La mujer se volvió hacia Greta.

─Usted es un hombre. ─Flick soltó un bufido de frustración y se puso a dar vueltas por la biblioteca. La sastra había desenmascarado a Greta en cuestión de segundos. Era un mal presagio─. Podrá engañar a todo el mundo, pero no a mí. Lo he calado enseguida.

─¿Cómo? ─preguntó Greta.

Madame Guillemin se encogió de hombros.

─Las proporciones son justo las contrarias ... Tiene los hombros demasiado grandes y las caderas demasiado estrechas, las piernas demasiado musculosas y las manos demasiado grandes. Es evidente para cualquier experto.

─Para esta misión, tiene que ser una mujer ─dijo Flíck con irritación─, así que, por favor, vístala lo mejor que pueda.

─Por supuesto. Pero, por amor de Dios, procure que no lo vea un sastre.

─No se preocupe. La Gestapo no suele contratar sastres ─ respondió Flick con fingida confianza; no quería que madame Guillemin supiera hasta qué punto la había inquietado.

La sastra volvió a medir a Greta con la mirada.

─Voy a darle una falda y una blusa que hagan contraste, para disimular su altura, y una gabardina tres cuartos.

La mujer eligió las prendas y se las tendió a Greta.

Greta las miró con disgusto. En cuestión de ropa, se inclinaba por conjuntos mucho más llamativos. Sin embargo, no se quejó.

─Voy a ser tímida y encerrarme en el gabinete ─dijo.

Por último, madame eligió un vestido verde manzana y una gabardina a juego para Flick.

─El color realza sus ojos ─aseguró la sastra─. Ya sé que no quiere llamar la atención; pero, ¿por qué no lucirse un poco? Su atractivo podría sacarla de más de un atolladero.

Era un vestido suelto y le sentaba como una tienda de campaña, pero consiguió darle un poco de forma poniéndose un cinturón.

─Es usted tan chic como una francesa ─dijo madame Guillemin. Flick se quedó con las ganas de decirle que la principal utilidad del cinturón sería sujetar una pistola.

Las chicas acabaron de vestirse y empezaron a desfilar por la biblioteca toqueteándose y soltando risitas. Madame Guillemin había elegido bien: todas se mostraron satisfechas de sus conjuntos, aunque algunos necesitaban pequeños arreglos.

─Mientras ajustamos los vestidos, pueden elegir los accesorios ─dijo la sastra.

No tardaron en perder la vergüenza y empezaron a corretear por la biblioteca en ropa interior probándose sombreros y zapatos, pañuelos y bolsos.

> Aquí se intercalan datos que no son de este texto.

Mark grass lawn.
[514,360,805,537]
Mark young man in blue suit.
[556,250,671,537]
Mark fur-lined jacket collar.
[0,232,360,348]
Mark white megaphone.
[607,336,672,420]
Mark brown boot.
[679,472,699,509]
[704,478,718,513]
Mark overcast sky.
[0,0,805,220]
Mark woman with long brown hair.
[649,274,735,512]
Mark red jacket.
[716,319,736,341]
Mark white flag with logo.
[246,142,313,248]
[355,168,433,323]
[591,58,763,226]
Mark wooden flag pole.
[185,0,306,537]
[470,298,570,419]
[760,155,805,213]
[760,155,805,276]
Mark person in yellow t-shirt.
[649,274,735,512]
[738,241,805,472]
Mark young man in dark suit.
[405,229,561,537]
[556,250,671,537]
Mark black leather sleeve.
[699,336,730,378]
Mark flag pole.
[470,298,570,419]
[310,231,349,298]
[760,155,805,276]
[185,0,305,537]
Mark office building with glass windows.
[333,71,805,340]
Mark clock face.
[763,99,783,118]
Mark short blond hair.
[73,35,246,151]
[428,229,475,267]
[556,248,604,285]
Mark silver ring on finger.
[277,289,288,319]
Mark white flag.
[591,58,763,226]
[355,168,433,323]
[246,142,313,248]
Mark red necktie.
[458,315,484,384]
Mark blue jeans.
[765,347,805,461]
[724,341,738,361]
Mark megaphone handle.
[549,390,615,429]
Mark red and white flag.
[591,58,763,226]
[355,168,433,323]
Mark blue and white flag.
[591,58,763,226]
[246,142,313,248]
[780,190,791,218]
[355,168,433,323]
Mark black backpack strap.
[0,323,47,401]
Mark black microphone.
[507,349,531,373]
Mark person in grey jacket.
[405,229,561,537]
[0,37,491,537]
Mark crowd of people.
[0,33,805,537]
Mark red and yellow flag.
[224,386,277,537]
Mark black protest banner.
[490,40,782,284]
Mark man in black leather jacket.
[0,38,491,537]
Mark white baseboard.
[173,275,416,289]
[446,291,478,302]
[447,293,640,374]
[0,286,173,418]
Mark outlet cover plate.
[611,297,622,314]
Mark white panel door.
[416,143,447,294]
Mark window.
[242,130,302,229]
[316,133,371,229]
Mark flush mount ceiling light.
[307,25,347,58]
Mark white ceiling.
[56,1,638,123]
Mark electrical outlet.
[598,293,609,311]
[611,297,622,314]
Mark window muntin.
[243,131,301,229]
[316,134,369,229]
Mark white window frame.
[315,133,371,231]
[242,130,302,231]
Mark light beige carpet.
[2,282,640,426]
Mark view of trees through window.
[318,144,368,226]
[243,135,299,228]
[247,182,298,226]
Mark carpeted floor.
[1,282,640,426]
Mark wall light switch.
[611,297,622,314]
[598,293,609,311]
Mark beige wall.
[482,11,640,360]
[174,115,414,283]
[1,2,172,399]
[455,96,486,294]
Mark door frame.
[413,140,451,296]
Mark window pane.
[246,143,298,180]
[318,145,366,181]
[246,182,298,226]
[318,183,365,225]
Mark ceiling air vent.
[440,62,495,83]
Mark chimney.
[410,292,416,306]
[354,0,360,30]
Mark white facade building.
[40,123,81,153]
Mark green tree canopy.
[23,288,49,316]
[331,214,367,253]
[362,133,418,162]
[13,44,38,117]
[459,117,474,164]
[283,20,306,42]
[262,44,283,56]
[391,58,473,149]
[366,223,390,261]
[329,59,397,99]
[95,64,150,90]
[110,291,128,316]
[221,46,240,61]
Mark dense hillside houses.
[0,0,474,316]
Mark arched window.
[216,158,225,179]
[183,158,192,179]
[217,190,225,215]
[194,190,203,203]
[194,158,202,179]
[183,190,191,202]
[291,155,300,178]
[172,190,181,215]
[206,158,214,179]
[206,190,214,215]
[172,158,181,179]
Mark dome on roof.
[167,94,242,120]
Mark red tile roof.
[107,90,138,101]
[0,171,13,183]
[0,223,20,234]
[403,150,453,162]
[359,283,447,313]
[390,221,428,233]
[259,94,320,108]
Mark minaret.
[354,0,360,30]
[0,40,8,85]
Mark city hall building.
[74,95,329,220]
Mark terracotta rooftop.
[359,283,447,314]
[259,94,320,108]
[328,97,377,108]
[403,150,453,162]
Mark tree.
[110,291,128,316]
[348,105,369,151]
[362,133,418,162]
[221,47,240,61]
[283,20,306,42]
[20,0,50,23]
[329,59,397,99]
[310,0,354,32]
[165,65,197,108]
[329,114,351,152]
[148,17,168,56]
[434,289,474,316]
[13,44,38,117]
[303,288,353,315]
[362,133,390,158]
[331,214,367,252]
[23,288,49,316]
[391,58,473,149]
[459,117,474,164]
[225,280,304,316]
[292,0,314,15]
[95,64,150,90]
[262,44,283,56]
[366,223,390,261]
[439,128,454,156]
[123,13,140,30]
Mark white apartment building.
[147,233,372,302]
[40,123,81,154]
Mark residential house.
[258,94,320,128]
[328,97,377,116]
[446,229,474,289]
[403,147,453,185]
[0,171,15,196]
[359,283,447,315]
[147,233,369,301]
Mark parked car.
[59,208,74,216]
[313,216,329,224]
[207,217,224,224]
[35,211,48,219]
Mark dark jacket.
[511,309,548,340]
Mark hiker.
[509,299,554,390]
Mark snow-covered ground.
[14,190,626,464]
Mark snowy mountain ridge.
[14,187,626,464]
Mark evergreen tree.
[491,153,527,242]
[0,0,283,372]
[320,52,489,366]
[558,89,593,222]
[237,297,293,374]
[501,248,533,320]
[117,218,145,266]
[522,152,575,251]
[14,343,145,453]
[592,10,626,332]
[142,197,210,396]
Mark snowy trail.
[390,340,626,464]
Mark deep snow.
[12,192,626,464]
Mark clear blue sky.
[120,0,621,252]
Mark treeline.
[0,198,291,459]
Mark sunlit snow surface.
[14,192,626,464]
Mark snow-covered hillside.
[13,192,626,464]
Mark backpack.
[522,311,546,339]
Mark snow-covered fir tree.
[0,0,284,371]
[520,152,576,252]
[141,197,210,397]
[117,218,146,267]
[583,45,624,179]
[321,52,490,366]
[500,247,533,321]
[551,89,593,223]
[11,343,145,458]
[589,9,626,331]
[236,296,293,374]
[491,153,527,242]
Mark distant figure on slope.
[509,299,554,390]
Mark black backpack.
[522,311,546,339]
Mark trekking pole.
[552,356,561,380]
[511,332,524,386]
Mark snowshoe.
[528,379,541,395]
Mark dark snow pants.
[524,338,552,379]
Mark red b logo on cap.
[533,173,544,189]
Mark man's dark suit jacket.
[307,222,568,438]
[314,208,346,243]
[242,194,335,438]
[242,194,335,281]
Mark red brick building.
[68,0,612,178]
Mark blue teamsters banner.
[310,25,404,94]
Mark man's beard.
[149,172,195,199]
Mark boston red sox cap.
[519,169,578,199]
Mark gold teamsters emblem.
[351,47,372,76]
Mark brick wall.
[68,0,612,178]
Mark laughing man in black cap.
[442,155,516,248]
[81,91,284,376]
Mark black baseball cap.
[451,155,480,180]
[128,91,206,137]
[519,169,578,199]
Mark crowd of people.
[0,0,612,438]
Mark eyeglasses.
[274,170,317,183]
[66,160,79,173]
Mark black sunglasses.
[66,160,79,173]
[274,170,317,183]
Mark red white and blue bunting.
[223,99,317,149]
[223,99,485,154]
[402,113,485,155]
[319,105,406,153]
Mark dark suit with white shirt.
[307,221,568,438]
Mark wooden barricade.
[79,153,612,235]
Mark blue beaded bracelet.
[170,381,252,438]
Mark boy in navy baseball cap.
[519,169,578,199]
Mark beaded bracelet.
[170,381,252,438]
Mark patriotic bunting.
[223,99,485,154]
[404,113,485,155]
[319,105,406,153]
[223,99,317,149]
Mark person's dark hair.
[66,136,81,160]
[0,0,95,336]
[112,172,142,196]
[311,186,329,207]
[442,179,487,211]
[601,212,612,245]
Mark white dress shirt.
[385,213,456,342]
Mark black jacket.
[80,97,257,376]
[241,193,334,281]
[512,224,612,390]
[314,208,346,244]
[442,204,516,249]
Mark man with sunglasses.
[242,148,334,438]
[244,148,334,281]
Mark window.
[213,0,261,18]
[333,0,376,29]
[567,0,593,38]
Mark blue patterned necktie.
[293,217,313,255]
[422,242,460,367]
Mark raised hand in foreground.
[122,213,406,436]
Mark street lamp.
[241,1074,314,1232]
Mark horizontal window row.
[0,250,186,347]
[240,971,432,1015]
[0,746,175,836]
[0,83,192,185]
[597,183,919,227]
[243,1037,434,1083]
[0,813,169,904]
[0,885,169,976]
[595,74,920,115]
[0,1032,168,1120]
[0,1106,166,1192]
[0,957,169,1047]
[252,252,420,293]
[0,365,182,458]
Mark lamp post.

Flick comprendió que habían olvidado momentáneamente los peligros de la misión y estaban disfrutando de lo lindo con su nuevo vestuario.

Para sorpresa de todas, Greta salió del gabinete hecha un brazo de mar. Flick la examinó detenidamente. Se había levantado el cuello de la sencilla blusa para darle un toque de estilo y se había echado la gabardina por los hombros como si fuera una capa. Madame Guillemin enarcó una ceja pero no hizo ningún comentario.

A Flick le estaban acortando el vestido. Mientras lo hacían, se dedicó a mirar la gabardina del derecho y del revés. Trabajar en la clandestinidad le había aguzado la vista para los detalles, y no dejó de examinar la prenda hasta que estuvo segura de que las costuras, el forro, los botones y los bolsillos eran de estilo francés. En la etiqueta del cuello podía leerse: «Galerías Lafayette».

Flick mostró a madame Guillemin la navaja que solía llevar en la manga. Sólo medía ocho centímetros y la hoja era muy fina, aunque extremadamente afilada. Tenía el mango pequeño y carecía de guarda. La vaina era de cuero, con orificios para pasar el hilo.

─Quiero que me la cosan a la manga de la gabardina ─dijo Flick.

─Lo haré yo misma ─respondió la sastra.

Madame entregó a cada una de las chicas un montoncito de ropa interior con dos mudas de cada prenda, todas con etiquetas de tiendas francesas. Con asombroso ojo clínico, había acertado no sólo con las tallas, sino también con los gustos de cada cual: corsés para Jelly, graciosas braguitas con encajes para Maude, bragas azul marino de cintura alta y sujetadores de aros para Diana, y camisetas y bragas normales y corrientes para Ruby y Flick.

─Los pañuelos tienen las marcas de lavado de diferentes blanchisseries de Reims ─dijo madame Guillemin sin poder ocultar su orgullo.